Summary: Little things can have big consequences when it comes to estate planning documents. In some cases, improper witness signatures can lead to the complete invalidation and nullification of the estate plan you carefully laid out in your will. Each aspect of your estate plan, whether during the creation process or the execution phase, must be carried out with utmost care. That's why, whether you're creating your plan or executing your plan, it's important to work with an estate planning team that you trust.
There are many steps that go into estate planning. You must decide how you would like your wealth distributed after you die. Of course, you also have to make the decision to go out and procure an estate plan (a step which slows many people down due to simple procrastination). Once you've overcome all the hurdles and decided which loved ones to whom you will provide distributions, and once you've decided to take that plan and memorialize it on paper, there is still another step: making sure that the plan documents you sign are legally enforceable.
This step might seem obvious or simple, but sometimes it is not.
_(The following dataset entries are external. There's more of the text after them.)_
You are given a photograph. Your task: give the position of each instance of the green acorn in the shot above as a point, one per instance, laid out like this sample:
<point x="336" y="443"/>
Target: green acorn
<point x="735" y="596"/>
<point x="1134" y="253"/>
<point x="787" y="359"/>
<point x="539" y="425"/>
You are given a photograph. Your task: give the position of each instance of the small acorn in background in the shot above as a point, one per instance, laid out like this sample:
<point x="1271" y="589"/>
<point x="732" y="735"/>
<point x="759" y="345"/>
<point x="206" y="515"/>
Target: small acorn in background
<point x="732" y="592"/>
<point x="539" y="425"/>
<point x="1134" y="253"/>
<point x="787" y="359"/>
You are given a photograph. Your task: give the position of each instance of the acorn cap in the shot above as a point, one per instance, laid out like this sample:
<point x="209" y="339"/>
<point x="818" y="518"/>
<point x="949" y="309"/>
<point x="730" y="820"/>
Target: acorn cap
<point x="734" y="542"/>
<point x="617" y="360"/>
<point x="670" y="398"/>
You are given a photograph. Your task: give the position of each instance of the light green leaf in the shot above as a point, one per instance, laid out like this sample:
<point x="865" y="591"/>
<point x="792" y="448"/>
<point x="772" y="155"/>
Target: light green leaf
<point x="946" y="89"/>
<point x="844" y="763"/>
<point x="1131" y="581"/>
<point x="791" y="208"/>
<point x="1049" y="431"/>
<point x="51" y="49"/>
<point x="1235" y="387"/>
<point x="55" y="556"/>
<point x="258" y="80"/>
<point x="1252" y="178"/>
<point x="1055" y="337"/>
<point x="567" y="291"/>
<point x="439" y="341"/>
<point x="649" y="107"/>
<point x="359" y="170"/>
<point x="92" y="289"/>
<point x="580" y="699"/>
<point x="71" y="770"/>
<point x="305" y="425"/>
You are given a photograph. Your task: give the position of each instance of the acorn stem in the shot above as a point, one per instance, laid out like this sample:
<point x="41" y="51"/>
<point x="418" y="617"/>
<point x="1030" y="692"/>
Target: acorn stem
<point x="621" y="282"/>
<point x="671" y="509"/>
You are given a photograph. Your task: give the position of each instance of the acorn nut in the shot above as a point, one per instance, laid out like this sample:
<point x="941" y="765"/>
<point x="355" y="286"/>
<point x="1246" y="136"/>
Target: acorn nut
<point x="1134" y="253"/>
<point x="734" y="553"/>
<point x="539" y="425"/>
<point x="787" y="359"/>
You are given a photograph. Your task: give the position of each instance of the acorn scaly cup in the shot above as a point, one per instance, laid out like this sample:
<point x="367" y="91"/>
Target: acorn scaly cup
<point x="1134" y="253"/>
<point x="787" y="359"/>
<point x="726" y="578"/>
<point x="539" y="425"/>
Recently, an appeals court in Tennessee ruled on an estate plan contest case related to the execution of a will. The father had created a will before he died in July 2011. The father's will was admitted to probate later that month. The will named two of the man's children as Co-Executors.
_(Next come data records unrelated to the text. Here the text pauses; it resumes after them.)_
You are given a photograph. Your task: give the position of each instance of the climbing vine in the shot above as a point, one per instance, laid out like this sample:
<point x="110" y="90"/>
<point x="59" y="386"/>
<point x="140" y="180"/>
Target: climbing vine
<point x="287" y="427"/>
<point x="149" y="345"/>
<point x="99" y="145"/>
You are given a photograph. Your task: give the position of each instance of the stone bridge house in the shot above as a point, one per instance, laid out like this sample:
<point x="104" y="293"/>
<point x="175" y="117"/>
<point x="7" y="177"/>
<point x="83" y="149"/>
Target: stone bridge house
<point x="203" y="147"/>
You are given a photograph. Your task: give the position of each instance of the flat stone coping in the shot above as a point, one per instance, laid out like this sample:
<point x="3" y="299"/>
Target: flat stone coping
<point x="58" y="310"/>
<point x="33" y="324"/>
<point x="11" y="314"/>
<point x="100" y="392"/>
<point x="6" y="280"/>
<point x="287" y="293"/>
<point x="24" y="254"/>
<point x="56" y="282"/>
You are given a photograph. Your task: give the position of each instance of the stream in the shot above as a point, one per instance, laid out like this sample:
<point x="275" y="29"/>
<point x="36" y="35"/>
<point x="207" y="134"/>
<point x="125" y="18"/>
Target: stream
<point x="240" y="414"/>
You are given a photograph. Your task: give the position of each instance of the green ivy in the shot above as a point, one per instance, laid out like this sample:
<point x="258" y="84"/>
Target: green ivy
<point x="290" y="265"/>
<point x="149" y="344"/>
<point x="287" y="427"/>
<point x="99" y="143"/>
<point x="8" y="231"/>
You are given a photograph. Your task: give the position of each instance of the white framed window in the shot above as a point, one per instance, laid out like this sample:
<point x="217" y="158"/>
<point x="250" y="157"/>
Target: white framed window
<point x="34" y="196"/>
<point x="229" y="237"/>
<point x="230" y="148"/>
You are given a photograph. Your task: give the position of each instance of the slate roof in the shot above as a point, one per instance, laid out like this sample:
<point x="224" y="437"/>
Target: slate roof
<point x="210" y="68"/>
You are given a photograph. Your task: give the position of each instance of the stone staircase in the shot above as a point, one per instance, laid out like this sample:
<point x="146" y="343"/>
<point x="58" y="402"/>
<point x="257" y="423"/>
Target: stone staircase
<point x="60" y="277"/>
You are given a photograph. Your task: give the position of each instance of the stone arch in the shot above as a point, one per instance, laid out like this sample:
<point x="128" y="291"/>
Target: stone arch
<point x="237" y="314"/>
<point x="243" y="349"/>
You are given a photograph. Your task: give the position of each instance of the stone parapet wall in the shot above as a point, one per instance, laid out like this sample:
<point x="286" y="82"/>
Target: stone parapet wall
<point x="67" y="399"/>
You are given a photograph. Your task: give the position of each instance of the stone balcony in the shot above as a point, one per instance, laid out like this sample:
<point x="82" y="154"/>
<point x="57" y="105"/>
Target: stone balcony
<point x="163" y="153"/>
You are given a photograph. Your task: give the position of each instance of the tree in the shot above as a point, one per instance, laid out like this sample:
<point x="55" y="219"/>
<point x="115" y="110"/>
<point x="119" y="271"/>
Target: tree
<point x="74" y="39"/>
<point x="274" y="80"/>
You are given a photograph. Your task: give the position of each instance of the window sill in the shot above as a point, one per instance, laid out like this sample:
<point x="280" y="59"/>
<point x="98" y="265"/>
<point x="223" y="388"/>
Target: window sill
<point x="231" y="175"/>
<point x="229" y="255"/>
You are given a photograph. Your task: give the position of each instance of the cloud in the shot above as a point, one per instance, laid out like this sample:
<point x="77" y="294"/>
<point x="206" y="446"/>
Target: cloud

The man left behind four surviving children. A fifth child, who had four children of her own, predeceased the man. The man left distributions to two of the children (the two who were also named as Co-Executors), as well as three of the deceased daughter's grandchildren. The other two children, along with the deceased daughter's fourth child, were not mentioned in the will.
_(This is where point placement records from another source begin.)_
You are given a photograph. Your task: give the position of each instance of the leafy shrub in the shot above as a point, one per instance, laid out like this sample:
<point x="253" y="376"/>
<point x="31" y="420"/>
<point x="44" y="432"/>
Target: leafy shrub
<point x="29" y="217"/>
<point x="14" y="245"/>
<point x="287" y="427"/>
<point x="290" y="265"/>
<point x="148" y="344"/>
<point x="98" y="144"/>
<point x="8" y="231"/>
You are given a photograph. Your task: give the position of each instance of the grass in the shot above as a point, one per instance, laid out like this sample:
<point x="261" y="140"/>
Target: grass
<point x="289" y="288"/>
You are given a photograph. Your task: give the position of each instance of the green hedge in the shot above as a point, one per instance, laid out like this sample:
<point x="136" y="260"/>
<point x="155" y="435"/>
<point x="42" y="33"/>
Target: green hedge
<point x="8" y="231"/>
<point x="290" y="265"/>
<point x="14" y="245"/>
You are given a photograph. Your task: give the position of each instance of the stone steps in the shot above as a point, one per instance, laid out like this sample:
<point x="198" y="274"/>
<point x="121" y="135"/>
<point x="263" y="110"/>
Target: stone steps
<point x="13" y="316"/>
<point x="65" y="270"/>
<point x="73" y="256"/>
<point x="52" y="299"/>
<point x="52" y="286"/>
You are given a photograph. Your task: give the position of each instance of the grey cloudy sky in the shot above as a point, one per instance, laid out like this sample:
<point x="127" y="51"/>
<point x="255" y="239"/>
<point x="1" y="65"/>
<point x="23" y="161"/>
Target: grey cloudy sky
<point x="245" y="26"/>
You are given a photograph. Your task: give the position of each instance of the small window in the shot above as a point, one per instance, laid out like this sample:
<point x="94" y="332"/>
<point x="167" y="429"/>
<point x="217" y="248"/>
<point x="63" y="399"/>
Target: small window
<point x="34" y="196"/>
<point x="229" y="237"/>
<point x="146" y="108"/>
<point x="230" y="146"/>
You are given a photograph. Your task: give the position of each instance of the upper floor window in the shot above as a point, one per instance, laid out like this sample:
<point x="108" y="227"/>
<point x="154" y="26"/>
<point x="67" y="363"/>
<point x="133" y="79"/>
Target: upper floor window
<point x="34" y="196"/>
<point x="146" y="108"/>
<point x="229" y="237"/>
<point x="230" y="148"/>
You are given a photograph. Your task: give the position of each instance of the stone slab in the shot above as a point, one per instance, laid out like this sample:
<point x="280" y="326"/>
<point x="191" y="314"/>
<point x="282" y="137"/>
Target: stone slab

When the man had executed his will back in 2008, two unrelated people had signed the document as witnesses. The son, in his will contest, argued that the witnesses did not sign the will validly under the rules of Tennessee law. Although he lost in the trial court, the Court of Appeals ruled that he was correct.
The problem was that the witnesses signed what's commonly referred to as a "self-proving affidavit," but did not sign the will itself. (Self-proving affidavits are affidavits attached to the end of wills that allow the executor to prove that the will was properly witnessed without requiring the witnessed to come to court and testify that they witnessed the will.)
So what did all this ultimately mean? It meant, in the opinion of the appeals court, that no one legally signed the man's will as a witness. That, in turn, meant that the will did not meet the witness requirements established by Tennessee law, and so, the man had no valid will and died intestate. As a result, each of his children, as well as each of the children of his deceased daughter, were entitled to the portion of his estate established by Tennessee's intestacy laws.
While we may not know with absolute certainty what this man's true goals were for his estate, his intended objectives almost certainly were not the same as the plan contained in the state intestacy laws. All of this happened simply as a result of how the witness signature areas were prepared on his will.